Listen to this breakdancing, burning cop cars in Jordans and urban camouflage spraying quotes from a Malcom X biography as a clever fucking wigger. In the 80s, rap became a recorded product, as cutups of the whole history of music flashed by with a cornucopia of slang on top.
The Bomb Squad production crew took that game to the next level, and peaked on the third album, Fear Of A Black Planet. Music history was hacked and atmospheric layers of atonal noise pulled from funk classics, quotes from Black Panther speeches, heavy 808 sub-bas kicks, off-center beats, militant drum rolls and horn blasts made a overload of sonic information and builded a monumental soap box for Chuck D to unfold his wordplay, sounding like a triumphant basketball anchorman striving to raise the consciousness of the masses.
As the sugar on the often-bitter pill, Flaver Flav was his crack head clownish antidote. Topics include Hollywood, drugs, police violence and race/class – but in a new humorous funky arty format.
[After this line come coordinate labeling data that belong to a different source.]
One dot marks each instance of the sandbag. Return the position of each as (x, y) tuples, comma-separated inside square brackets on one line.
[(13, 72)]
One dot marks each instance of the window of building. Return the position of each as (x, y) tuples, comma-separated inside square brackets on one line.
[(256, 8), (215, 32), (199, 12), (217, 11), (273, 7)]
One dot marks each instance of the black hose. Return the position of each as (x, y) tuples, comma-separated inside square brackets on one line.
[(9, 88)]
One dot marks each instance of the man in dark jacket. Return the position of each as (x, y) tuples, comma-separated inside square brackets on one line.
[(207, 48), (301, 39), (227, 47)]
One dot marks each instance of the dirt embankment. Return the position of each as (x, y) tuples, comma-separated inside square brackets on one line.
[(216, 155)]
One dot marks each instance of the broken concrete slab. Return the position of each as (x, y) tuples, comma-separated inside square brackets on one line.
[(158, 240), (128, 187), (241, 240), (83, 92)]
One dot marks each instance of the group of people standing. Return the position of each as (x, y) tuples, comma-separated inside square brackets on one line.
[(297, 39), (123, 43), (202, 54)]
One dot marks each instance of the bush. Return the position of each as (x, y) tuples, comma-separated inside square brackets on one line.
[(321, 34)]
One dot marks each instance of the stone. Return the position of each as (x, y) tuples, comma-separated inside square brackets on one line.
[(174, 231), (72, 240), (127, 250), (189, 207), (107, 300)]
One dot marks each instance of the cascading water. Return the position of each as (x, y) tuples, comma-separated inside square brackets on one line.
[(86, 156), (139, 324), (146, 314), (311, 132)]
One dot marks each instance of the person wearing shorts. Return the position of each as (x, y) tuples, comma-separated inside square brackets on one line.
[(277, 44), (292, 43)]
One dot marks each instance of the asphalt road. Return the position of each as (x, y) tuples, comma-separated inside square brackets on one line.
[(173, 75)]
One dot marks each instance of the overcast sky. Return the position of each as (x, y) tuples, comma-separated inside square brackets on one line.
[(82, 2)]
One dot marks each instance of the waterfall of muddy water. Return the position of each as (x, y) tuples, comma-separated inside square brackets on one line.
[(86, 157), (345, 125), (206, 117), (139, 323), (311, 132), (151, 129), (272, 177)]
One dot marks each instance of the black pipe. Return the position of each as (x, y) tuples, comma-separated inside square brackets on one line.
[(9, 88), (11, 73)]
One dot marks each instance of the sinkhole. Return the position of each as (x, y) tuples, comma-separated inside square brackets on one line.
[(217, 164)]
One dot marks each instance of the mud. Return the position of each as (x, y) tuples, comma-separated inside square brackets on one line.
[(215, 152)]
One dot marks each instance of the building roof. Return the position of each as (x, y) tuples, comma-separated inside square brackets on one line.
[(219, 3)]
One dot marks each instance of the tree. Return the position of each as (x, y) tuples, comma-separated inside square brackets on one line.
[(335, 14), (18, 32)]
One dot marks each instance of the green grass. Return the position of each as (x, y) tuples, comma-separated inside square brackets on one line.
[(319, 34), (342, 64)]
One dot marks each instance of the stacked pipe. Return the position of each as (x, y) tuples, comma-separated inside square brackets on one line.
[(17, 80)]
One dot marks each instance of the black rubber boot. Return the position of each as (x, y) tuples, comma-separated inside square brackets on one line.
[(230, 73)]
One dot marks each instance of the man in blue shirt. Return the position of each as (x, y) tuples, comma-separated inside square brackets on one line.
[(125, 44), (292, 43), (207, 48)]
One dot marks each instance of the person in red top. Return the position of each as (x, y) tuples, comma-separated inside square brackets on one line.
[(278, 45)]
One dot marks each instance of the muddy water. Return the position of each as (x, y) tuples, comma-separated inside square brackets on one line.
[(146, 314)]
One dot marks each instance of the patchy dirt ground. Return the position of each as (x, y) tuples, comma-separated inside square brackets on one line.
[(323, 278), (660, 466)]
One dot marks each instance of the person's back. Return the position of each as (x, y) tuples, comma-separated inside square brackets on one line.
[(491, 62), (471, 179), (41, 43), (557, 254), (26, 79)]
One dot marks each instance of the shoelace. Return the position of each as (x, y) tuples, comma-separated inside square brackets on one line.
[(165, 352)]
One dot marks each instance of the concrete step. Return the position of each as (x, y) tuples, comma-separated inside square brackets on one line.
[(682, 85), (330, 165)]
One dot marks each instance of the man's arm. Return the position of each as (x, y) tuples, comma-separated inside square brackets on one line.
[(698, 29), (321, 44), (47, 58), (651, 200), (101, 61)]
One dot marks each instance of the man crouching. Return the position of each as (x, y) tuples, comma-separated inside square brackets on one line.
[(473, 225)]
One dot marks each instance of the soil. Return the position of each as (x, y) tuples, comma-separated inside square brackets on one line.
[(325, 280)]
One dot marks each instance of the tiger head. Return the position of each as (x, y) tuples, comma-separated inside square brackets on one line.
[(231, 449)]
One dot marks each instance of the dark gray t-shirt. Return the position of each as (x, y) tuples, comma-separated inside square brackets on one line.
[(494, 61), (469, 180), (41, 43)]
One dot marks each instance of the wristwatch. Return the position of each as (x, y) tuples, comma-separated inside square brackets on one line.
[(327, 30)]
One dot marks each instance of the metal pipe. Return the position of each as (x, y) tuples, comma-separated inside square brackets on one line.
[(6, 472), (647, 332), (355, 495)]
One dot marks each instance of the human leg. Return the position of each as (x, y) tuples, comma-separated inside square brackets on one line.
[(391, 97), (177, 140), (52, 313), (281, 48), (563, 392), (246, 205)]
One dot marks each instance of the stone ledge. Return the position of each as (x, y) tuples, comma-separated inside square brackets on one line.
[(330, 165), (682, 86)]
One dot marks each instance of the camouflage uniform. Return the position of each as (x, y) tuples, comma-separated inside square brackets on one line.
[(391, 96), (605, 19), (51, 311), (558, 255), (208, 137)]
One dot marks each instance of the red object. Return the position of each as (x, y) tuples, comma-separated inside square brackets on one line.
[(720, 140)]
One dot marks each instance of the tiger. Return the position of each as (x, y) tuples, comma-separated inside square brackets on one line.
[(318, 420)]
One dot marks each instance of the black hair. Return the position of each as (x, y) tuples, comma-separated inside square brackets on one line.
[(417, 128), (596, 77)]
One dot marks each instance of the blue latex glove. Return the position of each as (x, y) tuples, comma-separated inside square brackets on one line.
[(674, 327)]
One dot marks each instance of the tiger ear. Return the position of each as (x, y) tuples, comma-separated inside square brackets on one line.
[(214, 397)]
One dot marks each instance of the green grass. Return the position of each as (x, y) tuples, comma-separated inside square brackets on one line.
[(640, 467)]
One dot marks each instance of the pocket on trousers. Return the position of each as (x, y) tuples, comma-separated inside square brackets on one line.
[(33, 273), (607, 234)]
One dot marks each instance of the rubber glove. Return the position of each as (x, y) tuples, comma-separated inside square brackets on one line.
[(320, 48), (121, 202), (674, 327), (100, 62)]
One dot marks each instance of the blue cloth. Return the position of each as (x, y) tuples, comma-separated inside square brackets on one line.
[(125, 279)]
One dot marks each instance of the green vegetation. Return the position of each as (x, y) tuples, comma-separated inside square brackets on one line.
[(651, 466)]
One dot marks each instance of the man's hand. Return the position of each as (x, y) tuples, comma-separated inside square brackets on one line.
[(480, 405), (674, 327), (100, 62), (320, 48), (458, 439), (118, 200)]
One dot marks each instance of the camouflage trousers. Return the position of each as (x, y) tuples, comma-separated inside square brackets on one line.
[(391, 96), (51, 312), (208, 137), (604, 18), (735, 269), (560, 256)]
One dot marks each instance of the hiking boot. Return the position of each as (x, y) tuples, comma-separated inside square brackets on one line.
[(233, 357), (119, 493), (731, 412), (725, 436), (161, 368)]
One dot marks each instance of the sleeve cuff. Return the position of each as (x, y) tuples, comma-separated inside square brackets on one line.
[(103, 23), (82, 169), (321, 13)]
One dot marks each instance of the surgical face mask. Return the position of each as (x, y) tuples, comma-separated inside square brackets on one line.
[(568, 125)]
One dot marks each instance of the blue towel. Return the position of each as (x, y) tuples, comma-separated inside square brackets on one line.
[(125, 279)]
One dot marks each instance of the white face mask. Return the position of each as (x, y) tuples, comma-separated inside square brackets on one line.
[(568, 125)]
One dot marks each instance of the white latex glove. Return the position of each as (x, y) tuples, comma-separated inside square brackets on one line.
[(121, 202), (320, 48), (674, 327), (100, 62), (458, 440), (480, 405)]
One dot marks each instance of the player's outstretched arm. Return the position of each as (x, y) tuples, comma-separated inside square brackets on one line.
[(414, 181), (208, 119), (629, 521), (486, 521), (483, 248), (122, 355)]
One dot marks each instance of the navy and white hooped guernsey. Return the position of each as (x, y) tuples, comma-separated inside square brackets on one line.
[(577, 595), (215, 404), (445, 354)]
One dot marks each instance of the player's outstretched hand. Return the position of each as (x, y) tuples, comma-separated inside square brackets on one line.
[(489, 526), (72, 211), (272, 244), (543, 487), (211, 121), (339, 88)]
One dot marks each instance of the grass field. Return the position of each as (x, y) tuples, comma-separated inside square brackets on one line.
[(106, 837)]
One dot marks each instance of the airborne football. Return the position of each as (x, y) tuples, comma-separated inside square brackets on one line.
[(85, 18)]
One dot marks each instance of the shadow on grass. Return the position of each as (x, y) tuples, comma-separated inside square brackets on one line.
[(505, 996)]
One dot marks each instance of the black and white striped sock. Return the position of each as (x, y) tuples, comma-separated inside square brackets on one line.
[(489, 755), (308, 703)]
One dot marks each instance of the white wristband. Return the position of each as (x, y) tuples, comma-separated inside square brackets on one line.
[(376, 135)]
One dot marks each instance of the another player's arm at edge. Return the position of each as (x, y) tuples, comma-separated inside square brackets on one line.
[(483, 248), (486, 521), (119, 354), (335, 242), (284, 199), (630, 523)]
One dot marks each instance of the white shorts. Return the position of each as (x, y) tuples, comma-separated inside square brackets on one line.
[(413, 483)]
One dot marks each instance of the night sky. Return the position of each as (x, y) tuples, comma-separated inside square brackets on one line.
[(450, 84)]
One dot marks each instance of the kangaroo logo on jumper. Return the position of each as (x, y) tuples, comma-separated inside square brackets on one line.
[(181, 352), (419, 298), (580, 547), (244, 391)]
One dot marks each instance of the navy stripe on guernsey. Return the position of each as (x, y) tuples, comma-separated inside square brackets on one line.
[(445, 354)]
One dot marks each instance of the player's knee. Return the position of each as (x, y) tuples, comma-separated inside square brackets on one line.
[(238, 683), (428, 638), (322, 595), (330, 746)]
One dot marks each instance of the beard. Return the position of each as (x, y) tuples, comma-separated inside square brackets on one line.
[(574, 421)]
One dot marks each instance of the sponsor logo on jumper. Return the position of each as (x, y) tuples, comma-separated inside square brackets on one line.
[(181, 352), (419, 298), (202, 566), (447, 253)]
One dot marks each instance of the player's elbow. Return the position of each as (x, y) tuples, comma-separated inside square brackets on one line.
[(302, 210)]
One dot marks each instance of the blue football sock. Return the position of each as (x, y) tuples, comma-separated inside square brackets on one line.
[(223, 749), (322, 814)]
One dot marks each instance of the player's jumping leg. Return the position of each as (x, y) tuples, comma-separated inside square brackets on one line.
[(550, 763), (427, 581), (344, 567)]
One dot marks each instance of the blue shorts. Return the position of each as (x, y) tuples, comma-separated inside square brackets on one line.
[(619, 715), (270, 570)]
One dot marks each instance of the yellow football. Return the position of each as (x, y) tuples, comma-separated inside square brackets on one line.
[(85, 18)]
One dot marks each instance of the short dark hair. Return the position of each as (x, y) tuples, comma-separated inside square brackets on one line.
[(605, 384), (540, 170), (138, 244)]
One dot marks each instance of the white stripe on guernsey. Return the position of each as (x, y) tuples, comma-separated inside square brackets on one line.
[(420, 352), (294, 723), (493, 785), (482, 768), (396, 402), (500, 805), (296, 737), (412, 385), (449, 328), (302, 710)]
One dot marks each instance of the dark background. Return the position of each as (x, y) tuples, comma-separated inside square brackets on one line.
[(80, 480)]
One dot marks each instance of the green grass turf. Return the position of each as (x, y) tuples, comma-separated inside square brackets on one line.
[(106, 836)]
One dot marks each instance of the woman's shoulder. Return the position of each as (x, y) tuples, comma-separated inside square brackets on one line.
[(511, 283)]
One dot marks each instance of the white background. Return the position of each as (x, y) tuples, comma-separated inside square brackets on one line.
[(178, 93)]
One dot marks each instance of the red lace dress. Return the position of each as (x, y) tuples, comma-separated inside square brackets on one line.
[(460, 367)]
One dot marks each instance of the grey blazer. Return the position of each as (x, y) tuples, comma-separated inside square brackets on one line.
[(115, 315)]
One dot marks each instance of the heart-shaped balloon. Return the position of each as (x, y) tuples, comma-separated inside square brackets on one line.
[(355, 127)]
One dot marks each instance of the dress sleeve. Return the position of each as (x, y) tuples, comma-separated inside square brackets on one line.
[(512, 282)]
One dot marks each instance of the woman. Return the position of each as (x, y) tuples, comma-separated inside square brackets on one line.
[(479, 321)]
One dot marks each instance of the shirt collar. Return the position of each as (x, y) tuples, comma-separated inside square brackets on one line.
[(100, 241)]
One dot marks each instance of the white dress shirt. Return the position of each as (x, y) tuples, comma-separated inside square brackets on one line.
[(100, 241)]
The sound was dense and raw, made of samples from scratched 70s vinyl thru 8 bit Emu and 12 bit Akai samplers mixed on a broken analogue Neve mixer by hand, no computer – with absolutely no dead air – making a cinematic experience unmatched even today.
Even stoner Spike Lee used Public Enemy as soundtrack to “Do the right thing”\’b4s final riot scenes. The album is the peak of the sampladelic era, and as the lawyers smelled money and stopped this creative method spurred on by a oversampled James Brown, unwillingly provider clones and spare parts for the hip-hop industry.
It is estimated that today this album would cost Public Enemy double the shelf price pr. album just in sample and publishing clearances. Fear Of A Black Planet was the crossroad where hip-hop turned into adult danceable retro-futuristic avant-garde noise, hail the prophets of rage!